California has been hit with its fair share of disasters over the years, and while there are numerous organizations that step up to help out in these times of crisis, Sikh temples and the people who belong to them across the state have been there to help out in a major way.
Sikhs have lent a helping hand as the wildfires that have plagued California in recent years have forced people out of their homes and into the street. In 2019, a man named Kashmir Shahi received a call asking if he would be able to feed roughly 700 people who had been burned out of their homes in Northern California. Shahi is a member of a Sikh temple called Gurdwara Sahib of Fremont, and he called his fellow temple members to put out the word about the hundreds of people who were without food and were staying in a shelter.
A group of people prepped food in the temple’s kitchen and later that afternoon they drove carloads of food up to the evacuees. This is just one example of the many times Sikhs have banded together to help out their neighbors in California over the years.
People from about 20 Sikh temples throughout Northern California formed a group called Sikhs for Humanity which has proved to be a great pipeline to help out those in need during these disasters.

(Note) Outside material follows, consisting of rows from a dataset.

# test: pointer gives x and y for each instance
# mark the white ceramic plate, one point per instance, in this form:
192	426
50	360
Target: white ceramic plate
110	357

Kashmir Shahi said he’s been helping out disaster victims in the state since 2009. Sikh temples in such Northern California cities as San Jose, Fremont, and Santa Rosa provided over 1,300 meals to people affected by the Kincade Fire last fall. In 2017, members of the Sikh Gurdwara – San Jose, the largest Sikh temple in America, partnered with the San Jose police department to fill a tractor-trailer filled with diapers, food, and water to people affected by the North Bay fires, which destroyed over 6,000 homes.
Karanbir Singh, who is affiliated with the Sikh Center of San Francisco Bay Area, says,
“We follow the teachings of Guru Nanak [the founder of Sikhism], and one of them is to share with other people and to help them.
We try to help out anybody who comes here; day or night we provide them free food or lodging.”
In addition to their work with disaster relief, the doors to the temple (also called a gurdwara) are always open.
A Sikh named Channy Singh, says,
“We serve food 24/7 to anyone who comes, regardless of religion or anything else.
In the gurdwara, the food is always cooking, always there in large quantities, in large pots. We use the same facility to prepare those meals for disaster-prone areas.”
Now that’s what religion (and I mean any religion) should be all about.